As the children of Israel neared their Promised Land, their leader Moses sent out twelve spies on a reconnaissance mission. They were to probe enemy territory for weakness in order to reveal to the Israelite army the best place to invade the land and the best strategy to conquer the inhabitants that held “their” land. Of course, it was expected that these twelve spies, having seen the mighty hand of God extended time and again on Israel’s behalf, would come back full of faith for the challenge ahead.

But when the twelve spies returned from their mission with a first hand report of the land, ten of them were of a pessimistic perspective, and they turned the whole community into complainers. Their field reports started off well—it was indeed an incredible land their God was giving them—but it quickly turned from the promise of fruit to the problems they would face, namely giants and warriors. And it quickly threw cold water on the faith of the Israelite community.

That is so true of negativity—it can spread at the speed of a wildfire.

In spite of all that God had miraculously done up to this point, the people focused on how difficult things were in front of them rather than on how awesome the Power was behind them. The people got down, then they got mad, then they complained about their leader. Then, unbelievably, they complained about God. Then, incredibly, they actually whined that they wanted to go back to a more secure and predictable life of slavery in Egypt.

In essence, they were saying, “God, we don’t trust your sovereign plan, nor in your power to pull off the Promised Land for us. We don’t think you know what you’re doing and we don’t like one bit this mess you’ve gotten us into.” Though they didn’t say it quite that directly, that was the underlying spirit of their complaint.

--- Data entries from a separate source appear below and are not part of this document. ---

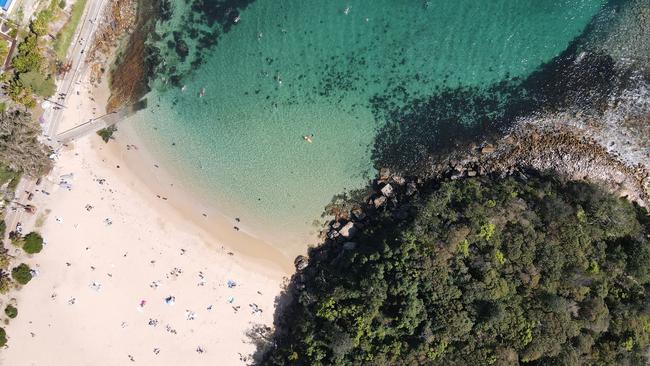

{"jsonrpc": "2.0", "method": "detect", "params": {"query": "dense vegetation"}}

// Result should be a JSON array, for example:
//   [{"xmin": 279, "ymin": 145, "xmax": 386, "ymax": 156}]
[
  {"xmin": 262, "ymin": 177, "xmax": 650, "ymax": 365},
  {"xmin": 3, "ymin": 0, "xmax": 59, "ymax": 108},
  {"xmin": 0, "ymin": 110, "xmax": 52, "ymax": 177},
  {"xmin": 5, "ymin": 304, "xmax": 18, "ymax": 319},
  {"xmin": 23, "ymin": 232, "xmax": 43, "ymax": 254}
]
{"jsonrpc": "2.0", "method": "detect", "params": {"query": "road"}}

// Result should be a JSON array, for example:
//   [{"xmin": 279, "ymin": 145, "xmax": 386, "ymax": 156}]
[
  {"xmin": 5, "ymin": 0, "xmax": 109, "ymax": 240},
  {"xmin": 43, "ymin": 0, "xmax": 108, "ymax": 142}
]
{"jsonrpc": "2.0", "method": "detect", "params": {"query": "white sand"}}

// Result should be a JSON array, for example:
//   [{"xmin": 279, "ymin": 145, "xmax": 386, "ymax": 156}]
[{"xmin": 0, "ymin": 73, "xmax": 292, "ymax": 366}]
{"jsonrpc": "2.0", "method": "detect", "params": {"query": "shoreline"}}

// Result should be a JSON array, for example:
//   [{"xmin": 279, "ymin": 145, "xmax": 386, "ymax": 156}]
[
  {"xmin": 0, "ymin": 5, "xmax": 294, "ymax": 360},
  {"xmin": 101, "ymin": 125, "xmax": 294, "ymax": 275}
]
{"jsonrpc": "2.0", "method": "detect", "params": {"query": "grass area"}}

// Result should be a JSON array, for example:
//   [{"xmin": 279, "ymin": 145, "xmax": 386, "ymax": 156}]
[
  {"xmin": 0, "ymin": 165, "xmax": 20, "ymax": 189},
  {"xmin": 54, "ymin": 0, "xmax": 87, "ymax": 60}
]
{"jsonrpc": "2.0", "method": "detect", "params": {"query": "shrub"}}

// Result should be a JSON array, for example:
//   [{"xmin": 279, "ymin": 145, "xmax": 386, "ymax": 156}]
[
  {"xmin": 11, "ymin": 263, "xmax": 32, "ymax": 285},
  {"xmin": 5, "ymin": 304, "xmax": 18, "ymax": 319},
  {"xmin": 97, "ymin": 125, "xmax": 117, "ymax": 142},
  {"xmin": 23, "ymin": 232, "xmax": 43, "ymax": 254}
]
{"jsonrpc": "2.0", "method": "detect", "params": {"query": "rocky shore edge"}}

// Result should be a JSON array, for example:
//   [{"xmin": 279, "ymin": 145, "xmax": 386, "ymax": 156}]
[
  {"xmin": 98, "ymin": 0, "xmax": 160, "ymax": 112},
  {"xmin": 294, "ymin": 123, "xmax": 650, "ymax": 272}
]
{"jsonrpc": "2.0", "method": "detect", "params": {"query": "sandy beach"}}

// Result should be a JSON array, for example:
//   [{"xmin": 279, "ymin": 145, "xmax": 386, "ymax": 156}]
[{"xmin": 0, "ymin": 66, "xmax": 292, "ymax": 366}]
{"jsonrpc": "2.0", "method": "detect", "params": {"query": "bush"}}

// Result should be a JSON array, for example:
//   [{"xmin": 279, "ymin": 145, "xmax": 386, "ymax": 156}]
[
  {"xmin": 261, "ymin": 176, "xmax": 650, "ymax": 366},
  {"xmin": 23, "ymin": 232, "xmax": 43, "ymax": 254},
  {"xmin": 5, "ymin": 304, "xmax": 18, "ymax": 319},
  {"xmin": 11, "ymin": 263, "xmax": 32, "ymax": 285},
  {"xmin": 97, "ymin": 125, "xmax": 117, "ymax": 142}
]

The underlying spirit in all complaint is that we don’t trust God’s sovereign plan that has allowed us to be in the undesirable state about which we are complaining. Likewise, our complaining indicates that we don’t trust his power to see us through it and accomplish his purposes by it. That is why complaint, even if it is directed at another person or a situation, is really a complaint against the Sovereign Lord; it is a sin. Worse yet, complaining spreads like wildfire, leaving the ashes of doubt and distrust throughout our spiritual community. At all times and in every circumstance, we must reject spiritual temper-tantrums for tempered trust in the One who does all things well.

There is no greater gift that we offer to God than our trust—even when, or more accurately, especially when circumstances are difficult, enemies are great, and resources are few. In contrast, nothing disappoints God more than when his children complain, since it is in essence the worst form of distrust in the Lord’s goodness, wisdom, power and love. And this is precisely why God judges so harshly the deep and persistent complaints of the ones who should deeply and persistently lean into him.

As a friend of mine says, you are either a lean in-er or a lean out-er. I hope you are the former!

Thrive: Are you a lean inner or a lean outer? Do you trust or do you complain? Do you worship or do you whine? Re-read Numbers 13 and 14, then determine to offer yourself to God in complete, unshakeable trust.